Given a stream of numbers, we have the find the largest number whenever a new element is added from the stream.

A stream is a sequence of numbers where at time t(i), a number A(i) is added. At time J, the elements added include:

A(0), A(1), ..., A(J-1), A(J)

At every time J, we have to find the largest element in the set of all numbers added.

There are three metrics:

  • Time Complexity for all operations
  • Time Complexity for a single operation
  • Space Complexity

We will tackle this problem with three approaches:

  • Approach 1: Sorting
  • Approach 2: Insertion Sort
  • Approach 3: Efficient method [O(1) time]

Approach 1: Sorting

The steps to find the largest element using this approach are:

  1. Maintain a set of Numbers S
  2. For each time stamp t,
    2.1. add the new element E to the set S
    2.2. Sort the set using an efficient sorting algorithm
    2.3. Get the largest element

Pseudocode:

S = {} // Empty set

for(i=0; i<N; i++)
{
    int new_element = get_number();
    // Add new_element to set S
    S.insert(new_element)
    // Sort in increasing order
    // This step takes O(I logI) time
    // where I is the number of elements in S
    Arrays.sort(S);
    int answer = S[0];
    print answer;
}
  • Time Complexity: O(N logN) for each time stamp
  • Time Complexity: O(N^2 logN) for all N elements
  • Space Complexity: O(N)

Approach 2: Insertion Sort

The steps to find the largest element using this approach are:

  1. Maintain a set of Numbers S
  2. For each time stamp t,
    2.1. add the new element E to the set S
    2.2. Sort the set using Insertion Sort
    2.3. Get the largest element

This difference in this approach is that we are using Insertion Sort instead of a general sorting algorithm. This improves the time complexity because our array is almost sorted with only one element (new) which is out of order. The remaining elements are sorted.

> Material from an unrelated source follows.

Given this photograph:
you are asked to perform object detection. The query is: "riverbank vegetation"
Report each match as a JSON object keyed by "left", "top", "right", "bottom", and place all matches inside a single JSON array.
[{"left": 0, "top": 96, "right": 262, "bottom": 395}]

So, in this case, Insertion sort can sort the last element in linear time O(N).

S = {} // Empty set

for(i=0; i<N; i++)
{
    int new_element = get_number();
    // Add new_element to set S
    S.insert(new_element)
    // Sort in increasing order
    // This step takes O(I logI) time
    // where I is the number of elements in S
    Arrays.insertion_sort(S);
    int answer = S[0];
    print answer;
}
  • Time Complexity: O(N) for each time stamp
  • Time Complexity: O(N^2) for all N elements
  • Space Complexity: O(N)

Approach 3: Efficient method [O(1) time]

The steps to find the largest element using this approach are:

  1. Maintain a set of Numbers S
  2. Maintain a variable LARGEST = NEGATIVE_INFINITY
  3. For each time stamp t,
    2.1. Let the new element be E
    2.2. If E > LARGEST, then LARGEST = E
    2.3. Report the answer as LARGEST
S = {} // Empty set
int LARGEST = NEGATIVE_INFINITY

for(i=0; i<N; i++)
{
    int new_element = get_number();
    // Add new_element to set S
    if new_element > LARGEST
        LARGEST = new_element
    int answer = LARGEST;
    print answer;
}
  • Time Complexity: O(1) for each time stamp
  • Time Complexity: O(N) for all N elements
  • Space Complexity: O(1)

In summary:

Approach Time Complexity Space Complexity
Sorting O(N^2 logN) O(N)
Insertion Sort O(N^2) O(N)
Efficient Approach O(N) O(1)

With this article at OpenGenus, you have the complete idea of finding the largest element in a stream efficiently. Enjoy.